Sandro Lagomarsini martedì 1 novembre 2016
Quante agricolture si sono sviluppate in Italia? Uno sguardo alla conformazione della Penisola e delle Isole (quattro quinti i rilievi e un quinto le terre in piano) dovrebbe suggerire la risposta. Ma, a partire dai primi anni dell'Ottocento, economisti, storici e programmatori hanno puntato lo sguardo quasi esclusivamente sulle poche pianure italiane. Quanto ha influito, questa visione "strabica", sui miseri risultati della riforma agraria attuata negli anni 50 del secolo scorso? Ho visitato nel 1974 il villaggio-modello di Taccone, a Genzano di Lucania, completo di banca, chiesa e Poste nuove di zecca, ma disabitato.
Un insediamento rurale è fatto di reticoli economici e sociali che non si possono improvvisare, tanto meno in un ex-latifondo destinato alla coltura del grano. Migliori risultati si sono ottenuti quando si è prestata attenzione, con i Piani Verdi del 1961 e del 1966, alle economie agrarie delle valli e delle pendici montane. Si tratta di sistemi produttivi consolidati nel corso di centinaia di anni ed è possibile studiarli a partire dai documenti. È il caso della comunità di Porciorasco (Varese Ligure), la cui storia economica è condensata nell'archivio della famiglia De Paoli.
Originari della Corsica, i De Paoli si insediano alle pendici del Gottero alla fine del Cinquecento, occupando quella che era in origine una fondazione monastica. Lo rivela un edificio da sempre chiamato "foresteria" e il fatto che la vecchia chiesa dedicata a San Michele aveva l'entrata in direzione della casa-monastero. La politica della famiglia De Paoli segue la logica dei tempi. L'accaparramento delle terre avviene con acquisti dai contadini poveri o con cessioni fatte per estinguere debiti. La proprietà non si fraziona perché molti membri della famiglia seguono la carriera ecclesiastica, ma – complice la conformazione dei luoghi – non diventa un latifondo.
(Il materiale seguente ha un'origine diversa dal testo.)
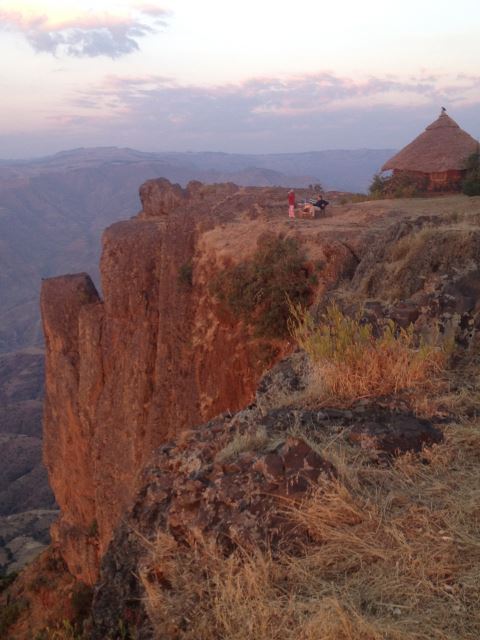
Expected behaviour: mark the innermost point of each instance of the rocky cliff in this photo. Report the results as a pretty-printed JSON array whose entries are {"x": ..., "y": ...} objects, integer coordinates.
[
  {"x": 153, "y": 356},
  {"x": 157, "y": 355}
]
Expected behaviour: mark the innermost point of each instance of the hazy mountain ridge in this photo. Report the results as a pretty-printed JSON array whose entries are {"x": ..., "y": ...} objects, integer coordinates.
[{"x": 53, "y": 210}]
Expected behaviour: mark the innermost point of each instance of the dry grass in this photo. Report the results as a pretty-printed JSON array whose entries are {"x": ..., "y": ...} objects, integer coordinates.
[
  {"x": 386, "y": 554},
  {"x": 349, "y": 363}
]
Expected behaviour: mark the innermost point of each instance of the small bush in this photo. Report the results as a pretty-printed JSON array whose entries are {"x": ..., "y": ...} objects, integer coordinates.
[
  {"x": 401, "y": 185},
  {"x": 471, "y": 184},
  {"x": 350, "y": 363},
  {"x": 257, "y": 291},
  {"x": 9, "y": 614}
]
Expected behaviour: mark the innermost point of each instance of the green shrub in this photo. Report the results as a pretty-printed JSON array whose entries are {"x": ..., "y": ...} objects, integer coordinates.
[
  {"x": 471, "y": 184},
  {"x": 9, "y": 614},
  {"x": 257, "y": 290},
  {"x": 400, "y": 185}
]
Le "possessioni", affidate a "manenti" (mezzadri) o ad affittuari (con canoni molto bassi), sono collocate a diverse altitudini e le produzioni sono varie.
I fondi del palazzo hanno grandi botti e depositi in legno per il grano; sopra la vasta cucina sta l'essiccatoio per le castagne; ci sono i torchi per produrre l'olio di noci; in decine di graticci a rete si allevano i bachi da seta. Alla casa padronale arrivano anche i prodotti dell'allevamento: lana, salumi, formaggio. Di tutto questo i De Paoli fanno commercio. Due versi di Orazio, incisi agli inizi del Settecento sul portale del palazzo, dicono il programma familiare: "Parta labore quies / iterum paritura laborem" (Il benessere è frutto del lavoro e genera a sua volta nuova attività).
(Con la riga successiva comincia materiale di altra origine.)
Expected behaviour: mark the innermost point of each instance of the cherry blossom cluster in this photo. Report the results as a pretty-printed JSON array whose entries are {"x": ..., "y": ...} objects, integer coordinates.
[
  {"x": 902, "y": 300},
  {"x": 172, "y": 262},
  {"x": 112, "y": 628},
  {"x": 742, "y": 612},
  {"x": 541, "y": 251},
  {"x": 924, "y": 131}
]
I De Paoli fanno buoni studi e curano una nutrita biblioteca, ma non si trasferiscono in città o nei Borghi vicini. Il sistema, è chiaro, assicura il preminente vantaggio della famiglia proprietaria. Ma i De Paoli legano a sé, in vari modi, la popolazione contadina. Nelle basse stagioni si possono fare giornate di lavoro nei laboratori interni al palazzo: una fucina attrezzata, una falegnameria, un desco per il calzolaio, telai per la tessitura. La stabilità delle famiglie mezzadrili dimostra che le condizioni di lavoro non sono le peggiori.
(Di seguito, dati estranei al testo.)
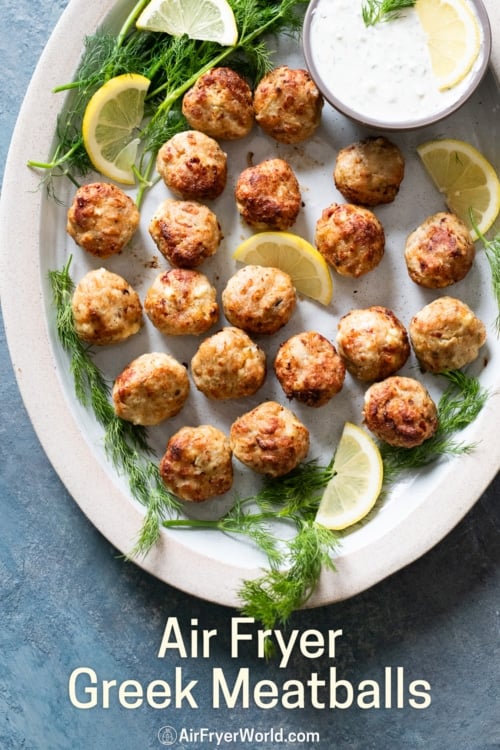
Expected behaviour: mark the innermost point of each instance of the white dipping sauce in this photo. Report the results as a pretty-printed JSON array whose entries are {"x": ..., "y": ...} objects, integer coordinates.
[{"x": 382, "y": 72}]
Nel 1804, quando la famiglia ha raggiunto la massima disponibilità economica, il parroco Giovanni De Paoli inizia la costruzione di una nuova chiesa e la completa in pochi anni. Disegna lui stesso il coro, i mobili della sacristia, i monumentali confessionali e realizza tutto con l'aiuto di un falegname locale. Angela Gotelli, deputata alla Costituente ed erede dei De Paoli, farà a Porciorasco la sua personale riforma agraria: le quattordici "possessioni" vengono da lei consegnate alle famiglie che da generazioni le lavorano.